Curiosity, news and useful information around the ADLER Spa Resorts.

Medical advice, recipes, information on events, tips for excursions, innovations in SPA and health, curiosities from around the world, and much more. Our team will keep you updated.

07 Dec 2017
Where the celery tastes like vanilla
Harald Gasser has specialized in the cultivation of old vegetables. At first, he was ridiculed as a “dark green fool”, but now Michelin Star chefs are begging for his curious tubers and roots.

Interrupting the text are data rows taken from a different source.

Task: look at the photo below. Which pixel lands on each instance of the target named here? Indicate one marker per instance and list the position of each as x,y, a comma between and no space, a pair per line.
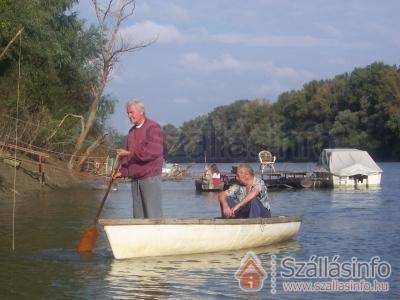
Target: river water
44,265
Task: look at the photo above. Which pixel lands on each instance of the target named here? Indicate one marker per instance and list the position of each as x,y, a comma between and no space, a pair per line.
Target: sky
210,53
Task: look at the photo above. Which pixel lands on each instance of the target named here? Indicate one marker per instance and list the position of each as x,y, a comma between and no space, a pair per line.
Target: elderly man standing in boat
249,200
142,161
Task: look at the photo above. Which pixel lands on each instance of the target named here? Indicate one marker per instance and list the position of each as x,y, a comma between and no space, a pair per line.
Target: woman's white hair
135,103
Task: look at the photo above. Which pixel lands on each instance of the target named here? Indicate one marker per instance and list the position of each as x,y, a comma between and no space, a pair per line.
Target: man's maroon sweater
146,147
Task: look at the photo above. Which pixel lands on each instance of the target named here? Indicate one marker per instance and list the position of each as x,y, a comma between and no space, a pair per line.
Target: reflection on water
214,272
361,223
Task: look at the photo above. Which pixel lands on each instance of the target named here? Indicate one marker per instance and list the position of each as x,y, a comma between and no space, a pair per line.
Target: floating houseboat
348,168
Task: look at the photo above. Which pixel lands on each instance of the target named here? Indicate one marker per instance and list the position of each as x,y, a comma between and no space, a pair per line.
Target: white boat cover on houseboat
347,162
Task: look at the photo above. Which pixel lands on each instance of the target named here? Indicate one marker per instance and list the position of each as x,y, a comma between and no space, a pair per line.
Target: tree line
56,71
360,109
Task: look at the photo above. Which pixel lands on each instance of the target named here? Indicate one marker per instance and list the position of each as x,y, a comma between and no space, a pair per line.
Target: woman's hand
123,152
228,211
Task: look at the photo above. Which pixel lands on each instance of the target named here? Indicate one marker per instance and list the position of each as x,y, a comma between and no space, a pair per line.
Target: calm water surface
44,265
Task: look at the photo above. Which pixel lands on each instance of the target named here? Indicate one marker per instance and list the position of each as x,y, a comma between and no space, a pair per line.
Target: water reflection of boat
158,237
204,276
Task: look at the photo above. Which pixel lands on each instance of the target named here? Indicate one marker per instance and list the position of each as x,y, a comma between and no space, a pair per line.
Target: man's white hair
246,167
135,103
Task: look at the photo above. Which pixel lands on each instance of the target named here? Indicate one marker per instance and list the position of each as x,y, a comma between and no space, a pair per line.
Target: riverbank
28,178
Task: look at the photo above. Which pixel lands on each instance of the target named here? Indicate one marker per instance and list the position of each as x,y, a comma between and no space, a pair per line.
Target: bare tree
110,14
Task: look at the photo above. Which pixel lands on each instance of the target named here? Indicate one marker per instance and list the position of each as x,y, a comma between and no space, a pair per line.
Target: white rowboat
158,237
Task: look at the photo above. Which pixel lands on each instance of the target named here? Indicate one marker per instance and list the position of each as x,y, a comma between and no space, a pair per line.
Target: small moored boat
158,237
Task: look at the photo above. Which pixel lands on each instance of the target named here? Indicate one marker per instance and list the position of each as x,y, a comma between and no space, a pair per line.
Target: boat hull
159,237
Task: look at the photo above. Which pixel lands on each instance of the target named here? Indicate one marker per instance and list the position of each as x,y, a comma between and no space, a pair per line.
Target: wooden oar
90,234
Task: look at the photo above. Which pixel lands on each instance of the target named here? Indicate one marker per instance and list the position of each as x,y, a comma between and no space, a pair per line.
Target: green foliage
358,110
57,66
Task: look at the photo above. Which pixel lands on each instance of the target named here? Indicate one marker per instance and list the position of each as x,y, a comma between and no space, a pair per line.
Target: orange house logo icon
251,274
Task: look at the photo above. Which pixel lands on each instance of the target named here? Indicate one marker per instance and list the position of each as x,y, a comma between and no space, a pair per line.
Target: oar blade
88,239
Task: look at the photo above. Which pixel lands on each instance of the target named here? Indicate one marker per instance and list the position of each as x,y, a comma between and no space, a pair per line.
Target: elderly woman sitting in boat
249,200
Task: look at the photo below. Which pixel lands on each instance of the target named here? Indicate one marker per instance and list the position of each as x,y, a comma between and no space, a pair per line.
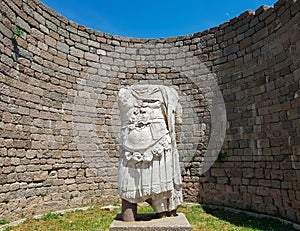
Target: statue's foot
129,211
161,215
172,213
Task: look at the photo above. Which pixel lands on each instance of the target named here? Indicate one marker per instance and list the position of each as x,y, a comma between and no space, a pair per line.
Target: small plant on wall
17,33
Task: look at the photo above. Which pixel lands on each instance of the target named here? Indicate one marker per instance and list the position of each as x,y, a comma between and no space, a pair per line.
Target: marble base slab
148,222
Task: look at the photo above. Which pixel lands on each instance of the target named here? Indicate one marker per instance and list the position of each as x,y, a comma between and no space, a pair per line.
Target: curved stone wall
59,118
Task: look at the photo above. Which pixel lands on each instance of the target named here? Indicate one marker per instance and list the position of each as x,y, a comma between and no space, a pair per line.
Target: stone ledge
147,222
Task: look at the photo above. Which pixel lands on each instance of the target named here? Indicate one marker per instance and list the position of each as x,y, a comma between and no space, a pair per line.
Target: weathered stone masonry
59,83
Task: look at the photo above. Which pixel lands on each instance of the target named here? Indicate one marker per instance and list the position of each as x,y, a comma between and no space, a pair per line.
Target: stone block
148,222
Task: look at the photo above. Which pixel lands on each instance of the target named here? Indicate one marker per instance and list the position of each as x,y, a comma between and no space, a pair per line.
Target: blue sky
155,18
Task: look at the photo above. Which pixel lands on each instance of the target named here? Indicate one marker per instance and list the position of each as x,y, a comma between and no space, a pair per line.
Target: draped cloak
149,162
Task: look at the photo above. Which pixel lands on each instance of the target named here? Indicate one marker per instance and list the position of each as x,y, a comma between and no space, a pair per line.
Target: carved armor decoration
149,162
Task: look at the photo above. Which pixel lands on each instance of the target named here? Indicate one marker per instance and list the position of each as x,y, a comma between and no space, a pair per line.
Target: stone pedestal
148,222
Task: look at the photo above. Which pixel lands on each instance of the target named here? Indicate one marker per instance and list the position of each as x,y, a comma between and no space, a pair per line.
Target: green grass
200,218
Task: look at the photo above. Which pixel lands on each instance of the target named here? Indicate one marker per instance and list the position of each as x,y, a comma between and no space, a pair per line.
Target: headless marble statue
149,162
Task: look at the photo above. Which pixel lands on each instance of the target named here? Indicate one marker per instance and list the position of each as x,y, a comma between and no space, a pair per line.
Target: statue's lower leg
129,211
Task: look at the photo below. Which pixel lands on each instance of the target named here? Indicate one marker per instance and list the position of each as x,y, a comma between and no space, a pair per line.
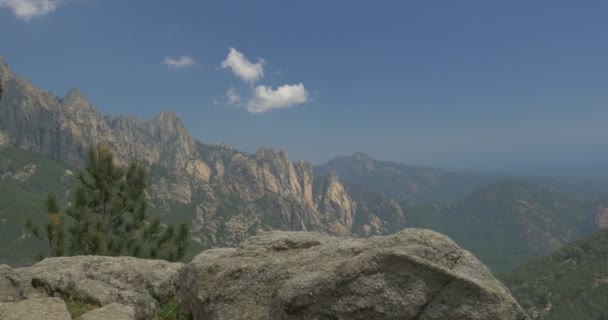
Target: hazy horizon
470,86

We are on the Aspinger farm in Barbiano, above Ponte Gardena at the entrance to the Val Gardena. Three men stand in front of a wooden shed. Before them a sits small box on a chopping block. Again and again, the men take seemingly dried-up bulbs and shriveled-looking roots out of the box. Again and again, they stick pieces of them into their mouths. It is the beginning of December, late afternoon. You can see all the way down into the Isarco valley. The three are Hannes Gasser, Armin Mairhofer and Hannes Pignater. Gasser grew up on the Aspinger farm. He has been growing vegetables on the farm for over ten years. Mairhofer is Executive Chef at the ADLER Balance in Ortisei. Pignater runs the kitchen at the ADLER Mountain Lodge at the Alpe di Siusi. They came to Barbiano to see what Gasser had recently harvested.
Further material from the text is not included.